3 expert tips to improve your speed
Whether you’re a long-time running fan, someone who picked up the habit during lockdown, or someone new to the sport, the question of how to develop running speed is quite common.
Since I’ve never run a mile at anything considered a “fast” speed, I reached out to an expert for some advice here. Samantha Shearman is a physical therapist, sports scientist, founder of the 10 Weeks to Stronger Running app, and ambassador for the UA All Out Mile Challenge.
If you’re wondering, the UA All Out Mile is a common international challenge (lol) of June 1 to June 5 in which you are asked to attempt a 1 mile or 1.6 km run, using UA MapMyRun, at your fastest speed. You can attempt it as many times as you want during the challenge period and your best time will be recorded in the leaderboard.
For those looking to improve their running speed or train before the All Out Mile competition, here are Shearman’s top tips.
How to improve running speed
High Intensity Interval Workouts Are Your Friend
Via email, Shearman explained that “ITo run a mile faster, a runner needs to train both their anaerobic system (which provides short-term explosive energy) and their aerobic system (which uses oxygen to provide energy, think of it as our engine).
She suggested introducing workout styles into your workout as below:
- Fartlek sessions – eg continuous running with periods of faster running
- Speed intervals – for example, maintain a fast pace for a short period of time, with full rest in between
- Hill reps – e.g. repeat running intervals on a difficult gill
- Tempo sessions – eg continuous running at an intensity between our aerobic and anaerobic thresholds. This is about 85-90% of maximum heart rate.
It’s important to remember here, though, that while high-intensity training is important for increasing speed, so is adequate rest. Shearman said that “a runner should also include easy and steady sessions” in their training program “to develop their aerobic base”.
“Building a strong aerobic base can also improve high-intensity performance because it increases your VO2max (maximum amount of oxygen consumed by the body), lactate threshold (the point where lactate begins to build up in the blood ) and running economy (how efficiently the body uses oxygen),” she added.
Don’t Skip Strength Training
We’ve written about the power of strength training for running before, and Shearman certainly agrees.
“Research shows that runners benefit from lifting low-repetition high loads to improve their running performance,” she said.

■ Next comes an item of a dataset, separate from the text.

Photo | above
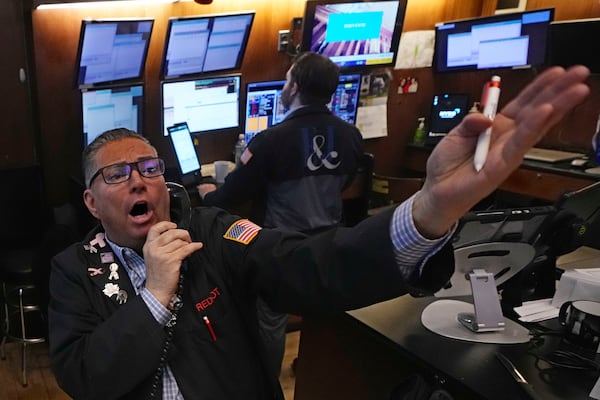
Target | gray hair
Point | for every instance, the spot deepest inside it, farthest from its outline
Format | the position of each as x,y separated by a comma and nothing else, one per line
88,156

She explained that things like generating more power, increased muscle stimulation and coordination, and better elastic energy “lead to a more powerful stride” for runners.
“Strength training has been shown to improve time trial performance in runners, just as we improve running economy. Importantly, it can help reduce the risk of injury,” Shearman pointed out.
When introducing strength training as a way to help increase your speed when running, Shearman suggested two sessions per week using “compound movements such as squats and deadlifts, single leg exercises to improve stability – and make sure you never neglect the calves.
Don’t forget the warm-up
Ah, the most overlooked element of fitness ever (except for a cool down, perhaps).
Here, Shearman said that “tThe final piece of the puzzle is making sure you’re warming up enough so your body can perform at its best when running for speed.
“Warming up wakes up the nervous system, elevates your heart rate, improves joint range of motion, muscle temperature, and tendon elasticity so your body is ready to perform at full capacity right from the start,” he said. she explains.
If you need advice on where to start your warm-up, she suggested:
- Light jogging (10-15 min)
- Dynamic stretches: such as leg swings, hip openers, dynamic walking lunges
- Running technique exercises: such as A-Skip, Bottom Kicks, High Knees
- Stride: short accelerations of 50 to 100 m reaching 95% of the maximum speed
Now go ahead and get yourself a PB. Oh, and if you need some new running shoes, check out this review we wrote a while back.